To evaluate this integral, write $a$ in polar coordinates, but with the origin at the point $(1,0)$, so that the unit disk has the form $$\pi/2 \leq \phi \leq 3\pi/2, \qquad 0 \leq r \leq -2\cos\phi = \rho(\phi). $$ Then the integral for $\frac{dI}{dR}$ becomes $$ \begin{aligned} \frac{dI}{dR} &= 4\pi R^3\int_{\pi/2}^{3\pi/2}d\phi\int_0^{-2\cos\phi}r\,dr\, e^{-\alpha R r} \\&= 4\pi R^3\int_{\pi/2}^{3\pi/2}d\phi\frac{1-(1+\alpha R\rho)e^{-\alpha R\rho}}{\alpha^2 R^2}. \end{aligned} $$ The integral over $\phi$ can be done with the help of computer algebra: $$ \frac{dI}{dR} = \frac{4\pi^2 R}{\alpha^2}\big(1-I_0(2\alpha R)+2\alpha R I_1(2\alpha R)-2\alpha R \mathbf{L}_{-1}(2\alpha R)+\mathbf{L}_0(2\alpha R)\big), $$ where $I$ are the modified Bessel functions, and $\mathbf{L}$ are the modified Struve functions.

Then the integral $I(\alpha,R) = \int \frac{dI}{dR}$ can also be done by a computer in terms of Struve and hypergeometric functions, which yields $$ I(\alpha,R) = \frac{2\pi R}{\alpha^3}\big( -2+\alpha \pi R-\alpha \pi R \,{}_0\mathbf{F}_1(2,\alpha^2R^2)+2 \alpha^3 \pi R^3 \,{}_0\mathbf{F}_1(3,\alpha^2 R^2)-2 \alpha \pi R \mathbf{L}_{-2}(2 a R)+\pi \mathbf{L}_1(2\alpha R)\big) $$ where ${}_0\mathbf{F}_1(a;z) = {}_0F_1(a;z)/\Gamma(a)$ is the regularized hypergeometric function.

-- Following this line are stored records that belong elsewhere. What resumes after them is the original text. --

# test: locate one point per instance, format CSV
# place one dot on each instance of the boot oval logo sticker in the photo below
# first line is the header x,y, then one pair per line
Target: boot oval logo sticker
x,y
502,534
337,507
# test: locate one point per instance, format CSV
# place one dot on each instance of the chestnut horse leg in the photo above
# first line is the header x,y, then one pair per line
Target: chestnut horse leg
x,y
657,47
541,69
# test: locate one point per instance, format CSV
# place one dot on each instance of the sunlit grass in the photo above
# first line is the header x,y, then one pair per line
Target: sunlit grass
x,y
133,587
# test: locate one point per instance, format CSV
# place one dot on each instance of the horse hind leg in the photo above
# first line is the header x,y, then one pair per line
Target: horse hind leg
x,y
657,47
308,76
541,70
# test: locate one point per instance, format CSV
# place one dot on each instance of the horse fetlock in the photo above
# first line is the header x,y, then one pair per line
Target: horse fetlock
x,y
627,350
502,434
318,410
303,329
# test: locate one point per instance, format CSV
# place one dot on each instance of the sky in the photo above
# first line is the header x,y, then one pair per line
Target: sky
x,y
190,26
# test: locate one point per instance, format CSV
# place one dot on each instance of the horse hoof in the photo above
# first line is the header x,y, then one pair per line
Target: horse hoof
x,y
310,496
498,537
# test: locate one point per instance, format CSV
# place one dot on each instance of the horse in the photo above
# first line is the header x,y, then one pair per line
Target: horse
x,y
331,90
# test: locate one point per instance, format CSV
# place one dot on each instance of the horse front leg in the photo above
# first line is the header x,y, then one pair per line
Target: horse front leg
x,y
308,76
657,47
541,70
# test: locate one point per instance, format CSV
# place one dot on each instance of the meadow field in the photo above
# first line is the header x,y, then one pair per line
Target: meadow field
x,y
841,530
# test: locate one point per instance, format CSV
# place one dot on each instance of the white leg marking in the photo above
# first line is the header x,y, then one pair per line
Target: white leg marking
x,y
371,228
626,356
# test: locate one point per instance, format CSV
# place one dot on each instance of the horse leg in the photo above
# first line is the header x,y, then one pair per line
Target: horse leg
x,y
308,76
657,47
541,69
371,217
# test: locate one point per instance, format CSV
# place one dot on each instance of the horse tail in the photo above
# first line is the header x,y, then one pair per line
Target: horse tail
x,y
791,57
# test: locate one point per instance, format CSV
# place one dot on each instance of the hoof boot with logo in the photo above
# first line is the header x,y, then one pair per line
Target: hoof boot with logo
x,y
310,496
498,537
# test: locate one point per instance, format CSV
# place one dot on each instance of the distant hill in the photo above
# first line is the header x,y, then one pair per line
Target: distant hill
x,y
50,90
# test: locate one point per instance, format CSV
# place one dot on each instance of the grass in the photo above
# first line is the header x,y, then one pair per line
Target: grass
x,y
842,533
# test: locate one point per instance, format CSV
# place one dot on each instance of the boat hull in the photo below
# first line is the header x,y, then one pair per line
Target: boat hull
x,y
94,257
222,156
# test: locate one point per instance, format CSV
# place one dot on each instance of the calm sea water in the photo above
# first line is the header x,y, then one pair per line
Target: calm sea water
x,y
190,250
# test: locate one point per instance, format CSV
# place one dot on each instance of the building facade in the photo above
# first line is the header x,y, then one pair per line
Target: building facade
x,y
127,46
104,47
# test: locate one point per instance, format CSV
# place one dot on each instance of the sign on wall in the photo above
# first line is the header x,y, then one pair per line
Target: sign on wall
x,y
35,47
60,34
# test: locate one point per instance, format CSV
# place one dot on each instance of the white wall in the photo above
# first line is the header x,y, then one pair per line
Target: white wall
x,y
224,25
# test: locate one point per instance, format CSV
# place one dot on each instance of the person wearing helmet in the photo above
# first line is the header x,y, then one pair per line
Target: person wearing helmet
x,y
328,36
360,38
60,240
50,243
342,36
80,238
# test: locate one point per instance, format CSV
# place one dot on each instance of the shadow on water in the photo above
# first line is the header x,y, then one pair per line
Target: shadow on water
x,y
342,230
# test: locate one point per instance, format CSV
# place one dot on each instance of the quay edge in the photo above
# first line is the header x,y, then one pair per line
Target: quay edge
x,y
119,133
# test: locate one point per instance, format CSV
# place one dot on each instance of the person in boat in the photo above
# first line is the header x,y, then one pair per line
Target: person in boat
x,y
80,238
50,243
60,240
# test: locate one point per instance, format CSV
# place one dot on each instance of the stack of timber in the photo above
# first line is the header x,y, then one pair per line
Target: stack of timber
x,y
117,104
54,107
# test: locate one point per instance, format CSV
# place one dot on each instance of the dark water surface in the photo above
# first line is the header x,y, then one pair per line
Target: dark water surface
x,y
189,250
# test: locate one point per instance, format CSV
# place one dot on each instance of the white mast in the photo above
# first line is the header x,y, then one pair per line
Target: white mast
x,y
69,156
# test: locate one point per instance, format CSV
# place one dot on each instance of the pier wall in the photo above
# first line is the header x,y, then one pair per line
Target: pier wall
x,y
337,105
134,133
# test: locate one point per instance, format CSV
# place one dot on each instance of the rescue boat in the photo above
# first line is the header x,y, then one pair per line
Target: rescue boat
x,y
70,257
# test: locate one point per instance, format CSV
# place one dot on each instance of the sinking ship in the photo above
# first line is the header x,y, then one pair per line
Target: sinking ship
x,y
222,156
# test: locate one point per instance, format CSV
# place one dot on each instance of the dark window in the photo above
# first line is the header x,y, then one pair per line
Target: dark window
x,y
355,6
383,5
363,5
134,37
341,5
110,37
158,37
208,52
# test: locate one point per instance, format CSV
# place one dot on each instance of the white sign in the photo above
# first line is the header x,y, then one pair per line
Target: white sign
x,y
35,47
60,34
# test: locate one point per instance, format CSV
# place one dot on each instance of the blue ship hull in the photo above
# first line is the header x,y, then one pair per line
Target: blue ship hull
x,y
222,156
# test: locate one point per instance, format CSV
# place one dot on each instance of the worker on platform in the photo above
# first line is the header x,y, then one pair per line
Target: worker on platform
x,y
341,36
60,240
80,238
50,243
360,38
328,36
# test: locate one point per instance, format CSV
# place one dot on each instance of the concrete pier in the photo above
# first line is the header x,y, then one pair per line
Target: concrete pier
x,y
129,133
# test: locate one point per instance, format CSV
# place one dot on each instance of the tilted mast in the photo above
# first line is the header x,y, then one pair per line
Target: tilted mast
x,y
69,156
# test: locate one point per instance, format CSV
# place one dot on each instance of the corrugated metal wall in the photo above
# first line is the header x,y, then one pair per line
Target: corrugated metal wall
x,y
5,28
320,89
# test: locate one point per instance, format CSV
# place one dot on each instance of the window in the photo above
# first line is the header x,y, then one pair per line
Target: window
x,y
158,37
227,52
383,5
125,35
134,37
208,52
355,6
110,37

This is the Mathematica expression for the above formula:

1/a^3 2 \[Pi] R (-2 + a \[Pi] R - 
  a \[Pi] R Hypergeometric0F1Regularized[2, a^2 R^2] + 
  2 a^3 \[Pi] R^3 Hypergeometric0F1Regularized[3, a^2 R^2] - 
  2 a \[Pi] R StruveL[-2, 2 a R] + \[Pi] StruveL[1, 2 a R])

EDIT Differentiating the integral. Let $D=D(0,R)$, $C=D(0,R+\epsilon)\setminus D(0,R)$. Then $$ \left(\int_{D}+\int_C\,da\right)\left(\int_D+\int_C\,db\right) - \int_Dda\int_C db = \int_Cda\int_D db + \int_Dda\int_Cdb + \int_C\int_C\,da\,db.$$ The term $\int_C\int_C$ is on the order of $O(\epsilon^2)$ because the area of $C$ is $2\pi R\epsilon$, so it may be ignored.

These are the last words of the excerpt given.